True, leftmedia organizations like Time are going to try to put a negative spin on anything to do with families. But then again, was even that shot all that offensive? I really don’t have a problem with breastfeeding in public. If mothers want to breastfeed their kids till they’re 4 or 5, do I care? Not really.
Prolife does not mean puritan in outlook. I’m happily prolife, promarriage, and prosex.
It was intended to be shocking and provocative, or it would not have been on the cover of a magazine whose circulation is headed for the sea bottom. It was the picture as a picture that was inappropriate, not the fact of nursing a 3-year-old child.
Even if this were Africa or the South Pacific, where open breastfeeding of older children is common, I think the pose of the skinny blonde pulling off her tank top while the big kid in army boots stared at the camera would still have been shocking, because it is not the normal behavior of nursing mothers and children anywhere. It is, as I said above, bizarre exhibitionism.
There are millions of women walking about being pregnant and clothed; no doubt their husbands see them undressed with (one hopes) some fondness. There are many women breastfeeding, even older infants/toddlers, and nobody gives it a thought because they are not making a public spectacle.
I am, of course, only offering my own opinion. My opinion is that sex, childbearing, and nursing babies call for a certain amount of privacy, and that the public display of photography thereof is not enough privacy.
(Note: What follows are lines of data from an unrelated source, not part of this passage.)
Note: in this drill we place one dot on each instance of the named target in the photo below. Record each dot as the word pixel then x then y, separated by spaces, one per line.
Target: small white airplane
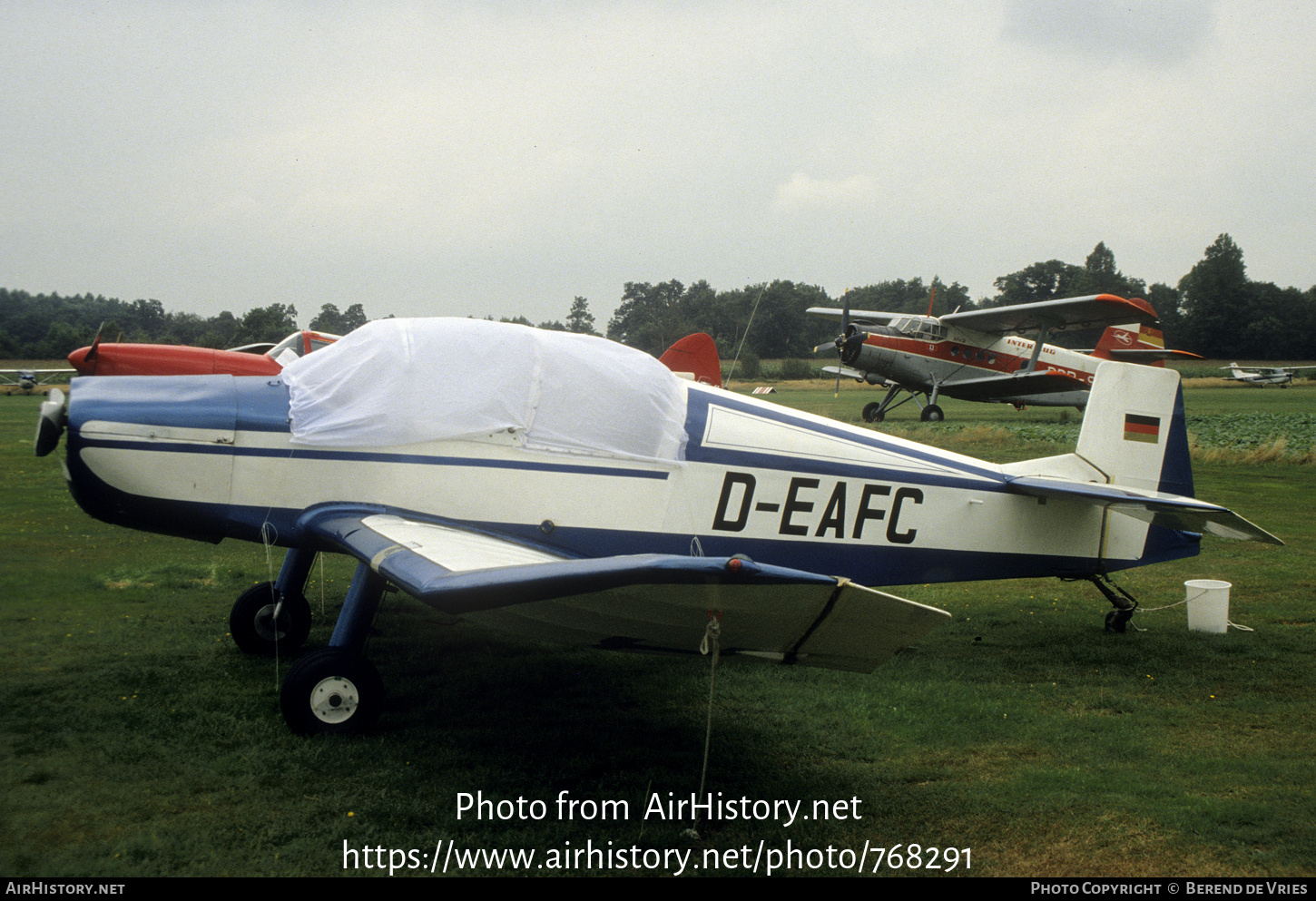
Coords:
pixel 32 379
pixel 1262 377
pixel 573 488
pixel 978 354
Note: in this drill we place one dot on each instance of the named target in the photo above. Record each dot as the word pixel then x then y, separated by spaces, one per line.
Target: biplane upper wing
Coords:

I think that the photo actually does our side some good. Although I’m sure that was NOT the intent of the leftmedia rag that ran it. To me, running photos like that or having women very publicly breastfeed their children has an innoculative effect. Sure, it’ll raise eyebrows the first time. And maybe the second. But after a few times it just isn’t a big deal.
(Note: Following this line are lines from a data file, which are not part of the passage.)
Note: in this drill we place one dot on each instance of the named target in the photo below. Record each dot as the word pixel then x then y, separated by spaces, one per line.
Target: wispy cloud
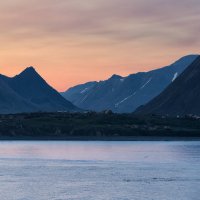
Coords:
pixel 97 26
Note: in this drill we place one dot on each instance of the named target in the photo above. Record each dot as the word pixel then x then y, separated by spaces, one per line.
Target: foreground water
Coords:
pixel 99 170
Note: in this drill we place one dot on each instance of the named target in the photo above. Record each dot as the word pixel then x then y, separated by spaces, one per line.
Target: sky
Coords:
pixel 74 41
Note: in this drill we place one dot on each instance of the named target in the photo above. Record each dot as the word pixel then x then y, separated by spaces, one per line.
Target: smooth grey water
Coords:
pixel 99 170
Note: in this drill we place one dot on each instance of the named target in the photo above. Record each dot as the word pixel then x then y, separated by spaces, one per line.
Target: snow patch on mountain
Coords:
pixel 122 101
pixel 175 76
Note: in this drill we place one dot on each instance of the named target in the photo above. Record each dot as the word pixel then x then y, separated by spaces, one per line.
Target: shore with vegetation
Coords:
pixel 97 126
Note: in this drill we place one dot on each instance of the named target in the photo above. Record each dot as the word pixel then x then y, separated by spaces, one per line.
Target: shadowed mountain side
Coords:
pixel 29 92
pixel 181 97
pixel 125 94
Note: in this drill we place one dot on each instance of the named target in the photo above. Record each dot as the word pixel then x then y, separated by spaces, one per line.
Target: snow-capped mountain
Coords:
pixel 180 98
pixel 125 94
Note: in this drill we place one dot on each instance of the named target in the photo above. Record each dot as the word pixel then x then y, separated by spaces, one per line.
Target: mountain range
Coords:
pixel 182 97
pixel 125 94
pixel 29 92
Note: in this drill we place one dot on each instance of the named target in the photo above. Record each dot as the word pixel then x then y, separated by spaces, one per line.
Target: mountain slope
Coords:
pixel 28 92
pixel 181 97
pixel 125 94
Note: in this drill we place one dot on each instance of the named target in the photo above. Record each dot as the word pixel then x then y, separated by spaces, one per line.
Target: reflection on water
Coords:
pixel 99 170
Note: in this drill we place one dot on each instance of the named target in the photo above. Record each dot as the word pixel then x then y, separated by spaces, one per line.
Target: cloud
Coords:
pixel 97 30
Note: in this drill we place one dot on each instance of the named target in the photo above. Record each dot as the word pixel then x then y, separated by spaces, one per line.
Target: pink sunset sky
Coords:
pixel 75 41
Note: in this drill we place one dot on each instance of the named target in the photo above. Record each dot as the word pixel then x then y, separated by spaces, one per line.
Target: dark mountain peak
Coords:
pixel 29 73
pixel 30 69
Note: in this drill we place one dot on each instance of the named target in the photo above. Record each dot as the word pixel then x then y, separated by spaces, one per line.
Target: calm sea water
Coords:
pixel 99 170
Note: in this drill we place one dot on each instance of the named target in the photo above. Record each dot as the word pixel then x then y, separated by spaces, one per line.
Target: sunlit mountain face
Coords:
pixel 71 42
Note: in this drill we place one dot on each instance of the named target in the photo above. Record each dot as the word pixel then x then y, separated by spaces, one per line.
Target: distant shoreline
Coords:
pixel 125 139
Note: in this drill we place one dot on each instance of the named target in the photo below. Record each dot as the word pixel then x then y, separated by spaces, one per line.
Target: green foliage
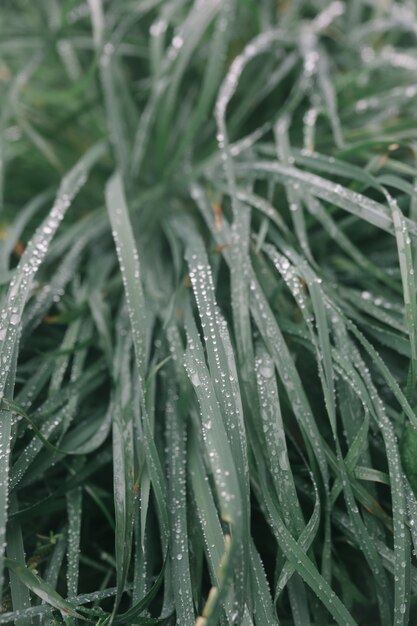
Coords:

I don’t think anyone out there is advocating that women MUST breastfeed in public. But if they want to, why should it be a problem? Its a biological function and preferable from a health perspective. And I think it has the effect of demonstrating that children are important.
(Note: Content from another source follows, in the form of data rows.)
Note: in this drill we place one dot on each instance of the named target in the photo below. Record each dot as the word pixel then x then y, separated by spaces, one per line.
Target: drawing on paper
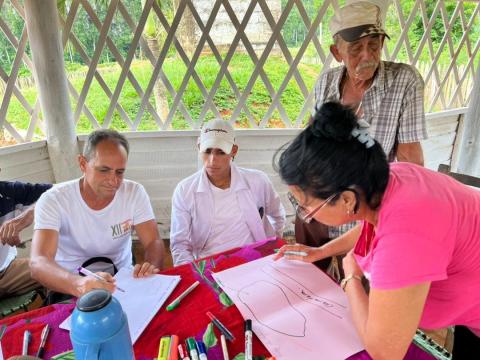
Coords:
pixel 250 297
pixel 279 286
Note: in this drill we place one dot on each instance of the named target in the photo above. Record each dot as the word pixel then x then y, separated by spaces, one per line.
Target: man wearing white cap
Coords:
pixel 388 96
pixel 222 206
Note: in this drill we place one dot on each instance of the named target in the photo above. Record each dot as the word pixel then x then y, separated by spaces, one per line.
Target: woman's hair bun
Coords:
pixel 333 121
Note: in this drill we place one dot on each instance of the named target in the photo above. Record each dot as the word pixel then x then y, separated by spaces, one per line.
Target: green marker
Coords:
pixel 175 302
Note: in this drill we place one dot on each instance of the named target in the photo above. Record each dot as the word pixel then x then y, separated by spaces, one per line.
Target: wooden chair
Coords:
pixel 463 178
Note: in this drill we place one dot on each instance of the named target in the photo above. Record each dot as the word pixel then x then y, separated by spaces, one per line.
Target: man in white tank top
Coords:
pixel 222 206
pixel 92 218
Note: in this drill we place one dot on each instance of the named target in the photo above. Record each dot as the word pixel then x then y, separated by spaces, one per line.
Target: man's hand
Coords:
pixel 350 266
pixel 313 253
pixel 10 229
pixel 145 269
pixel 86 283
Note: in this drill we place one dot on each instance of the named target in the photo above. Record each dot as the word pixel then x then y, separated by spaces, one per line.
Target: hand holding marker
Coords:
pixel 87 272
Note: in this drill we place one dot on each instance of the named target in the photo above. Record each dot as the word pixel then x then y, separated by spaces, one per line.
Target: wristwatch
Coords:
pixel 347 278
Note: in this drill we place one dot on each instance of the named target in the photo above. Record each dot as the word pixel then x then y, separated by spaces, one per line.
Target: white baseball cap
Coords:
pixel 356 20
pixel 217 134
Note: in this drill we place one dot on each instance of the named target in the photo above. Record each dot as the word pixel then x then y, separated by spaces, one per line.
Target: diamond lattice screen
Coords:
pixel 158 64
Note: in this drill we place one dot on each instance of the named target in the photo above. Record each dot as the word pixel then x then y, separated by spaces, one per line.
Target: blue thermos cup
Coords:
pixel 99 328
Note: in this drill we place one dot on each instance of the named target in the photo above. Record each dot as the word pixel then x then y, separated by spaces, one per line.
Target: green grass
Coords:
pixel 240 68
pixel 207 68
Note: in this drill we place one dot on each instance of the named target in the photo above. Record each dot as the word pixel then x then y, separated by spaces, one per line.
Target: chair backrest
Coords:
pixel 465 179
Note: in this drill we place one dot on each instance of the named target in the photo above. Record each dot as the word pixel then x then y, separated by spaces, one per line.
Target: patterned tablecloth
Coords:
pixel 189 319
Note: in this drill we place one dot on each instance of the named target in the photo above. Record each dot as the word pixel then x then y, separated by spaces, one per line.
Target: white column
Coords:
pixel 469 154
pixel 47 54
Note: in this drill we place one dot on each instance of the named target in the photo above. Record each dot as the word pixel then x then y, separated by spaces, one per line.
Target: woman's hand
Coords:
pixel 350 266
pixel 303 253
pixel 145 269
pixel 84 284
I agree that sex acts should be private. Pregnancy and breastfeeding however...I really think that’s up to the people involved. To me there is nothing particularly offensive about a swollen belly or a child being fed the way God intended.
As a matter of fact, I’m pretty darn happy to see a swollen belly. It rarely fails to make me smile. That’s one less that the culture of death got to. If mom wants to photograph it or show it off to the whole world, then that’s just fine and dandy. Women who are proud of the life that they bear within them do our side a lot of good. Heck I hope it becomes a fashion.
Our side does not help itself in my opinion by being prudish.
I agree with you, but what real women do in real life is different from the media manipulation. The general run of comments on FR were in the "I want to be that kid!" vein, which is hardly respectful of mothers, or "No child that age should be nursing!" which is contrary to most of human practice from prehistory until just recently. (It's funny how a story about breastfeeding makes every boob who's ever seen a boob think he's an expert on infant nutrition!)
If they showed me breastfeeding, all one would see is a stoutish woman of 40-odd holding a baby. The clothes I'm wearing on my profile page are nursing outfits from "Motherwear," and the boy with the red curls nursed until he was past 2 - everywhere I went - without a single titillating display.
In summary, I think that regular women's nursing their babies while going through daily life, including in public, is positive. People often notice I have a baby under a blanket or covered by my blouse and smile at me. (It was weird, though, when someone asked if the baby I was obviously nursing was my grandchild!)
However, displays like the "Time" cover stir up viewers, in one way or another, in a way that's not positive for the average mother, because (among other issues) it promotes the idea that breastfeeding is a sexual event, rather than a nutritional activity.